Obama Sharply Criticizes China’s Plans for New Technology Rules (Reuters) — In an interview with Reuters, Obama said he was concerned about Beijing’s plans for a far-reaching counterterrorism law that would require technology firms to hand over encryption keys, the passcodes that help protect data, and install security “backdoors” in their systems to give Chinese authorities surveillance access. Goose sauce is NOT gander sauce! NOT! Mmm, delicious spook sauce.
You Guys Realize the Apple Watch is Going to Flop, Right? — leaving aside the “guys” assumption of its readers, you can take this either as a list of the challenges Apple will inevitably overcome or bypass when they release their watch, or (as intended) a list of the many reasons that it’s too damn soon for watches to be useful. The Apple Watch is Jonathan Ive’s new Newton. It’s a potentially promising form that’s being built about 10 years before Apple has the technology or infrastructure to pull it off in a meaningful way. As a result, the novel interactions that could have made the Apple watch a must-have device aren’t in the company’s launch product, nor are they on the immediate horizon. And all Apple can sell the public on is a few tweets and emails on their wrists—an attempt at a fashion statement that needs to be charged once or more a day.
InfluxDB, Now With Tags and More Unicorns — The combination of these new features [tagging, and the use of tags in queries] makes InfluxDB not just a time series database, but also a database for time series discovery. It’s our solution for making the problem of dealing with hundreds of thousands or millions of time series tractable.
The End of Apps as We Know Them — It may be very likely that the primary interface for interacting with apps will not be the app itself. The app is primarily a publishing tool. The number one way people use your app is through this notification layer, or aggregated card stream. Not by opening the app itself. To which one grumpy O’Reilly editor replied, “cards are the new walled garden.”
Signal 2.0 — Signal uses your existing phone number and address book. There are no separate logins, usernames, passwords, or PINs to manage or lose. We cannot hear your conversations or see your messages, and no one else can either. Everything in Signal is always end-to-end encrypted, and painstakingly engineered in order to keep your communication safe.
Machine Learning Done Wrong — When dealing with small amounts of data, it’s reasonable to try as many algorithms as possible and to pick the best one since the cost of experimentation is low. But as we hit “big data,” it pays off to analyze the data upfront and then design the modeling pipeline (pre-processing, modeling, optimization algorithm, evaluation, productionization) accordingly.

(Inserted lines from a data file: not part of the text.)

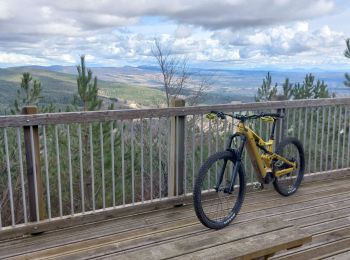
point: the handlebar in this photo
(243, 118)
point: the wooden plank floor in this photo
(320, 208)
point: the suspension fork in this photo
(238, 153)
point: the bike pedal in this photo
(258, 186)
(228, 190)
(270, 177)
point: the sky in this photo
(216, 34)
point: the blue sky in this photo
(230, 34)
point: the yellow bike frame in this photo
(262, 163)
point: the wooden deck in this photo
(320, 208)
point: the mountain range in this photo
(142, 85)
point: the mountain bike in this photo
(220, 185)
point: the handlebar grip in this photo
(219, 114)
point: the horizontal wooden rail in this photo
(95, 116)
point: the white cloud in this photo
(227, 31)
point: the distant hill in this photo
(58, 87)
(227, 84)
(142, 85)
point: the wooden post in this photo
(177, 151)
(281, 123)
(30, 167)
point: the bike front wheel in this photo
(214, 206)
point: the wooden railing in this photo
(62, 165)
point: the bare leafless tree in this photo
(176, 74)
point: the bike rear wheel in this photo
(214, 207)
(292, 149)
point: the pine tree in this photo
(347, 55)
(28, 93)
(87, 89)
(266, 91)
(287, 89)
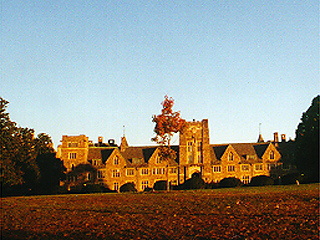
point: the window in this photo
(230, 156)
(157, 171)
(245, 167)
(100, 174)
(116, 173)
(130, 172)
(216, 168)
(116, 186)
(144, 184)
(245, 179)
(189, 149)
(173, 170)
(70, 144)
(144, 171)
(231, 168)
(173, 183)
(95, 162)
(158, 159)
(258, 167)
(271, 155)
(199, 146)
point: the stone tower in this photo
(74, 151)
(194, 150)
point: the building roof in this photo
(255, 150)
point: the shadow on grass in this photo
(24, 235)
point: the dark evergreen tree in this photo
(307, 142)
(26, 162)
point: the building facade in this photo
(112, 166)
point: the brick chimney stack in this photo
(275, 137)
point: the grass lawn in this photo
(273, 212)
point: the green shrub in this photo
(261, 180)
(291, 178)
(160, 185)
(93, 188)
(196, 182)
(230, 182)
(128, 187)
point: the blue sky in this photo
(90, 67)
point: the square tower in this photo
(194, 149)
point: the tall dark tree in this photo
(51, 168)
(307, 142)
(25, 161)
(167, 123)
(10, 173)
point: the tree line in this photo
(28, 163)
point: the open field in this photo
(274, 212)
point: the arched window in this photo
(271, 155)
(230, 156)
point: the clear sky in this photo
(90, 67)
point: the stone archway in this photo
(194, 171)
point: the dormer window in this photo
(116, 161)
(230, 156)
(189, 147)
(271, 156)
(158, 159)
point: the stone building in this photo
(112, 166)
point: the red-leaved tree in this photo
(167, 123)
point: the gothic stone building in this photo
(113, 166)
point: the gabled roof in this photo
(143, 153)
(242, 149)
(102, 153)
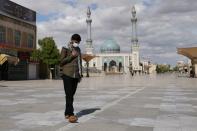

Ten Simple Rules for Lifelong Learning According to Richard Hamming (PLoScompBio) — Exponential growth of the amount of knowledge is a central feature of the modern era. As Hamming points out, since the time of Isaac Newton (1642/3-1726/7), the total amount of knowledge (including but not limited to technical fields) has doubled about every 17 years. At the same time, the half-life of technical knowledge has been estimated to be about 15 years. If the total amount of knowledge available today is x, then in 15 years the total amount of knowledge can be expected to be nearly 2x, while the amount of knowledge that has become obsolete will be about 0.5x. This means that the total amount of knowledge thought to be valid has increased from x to nearly 1.5x. Taken together, this means that if your daughter or son was born when you were 34 years old, the amount of knowledge she or he will be faced with on entering university at age 17 will be more than twice the amount you faced when you started college.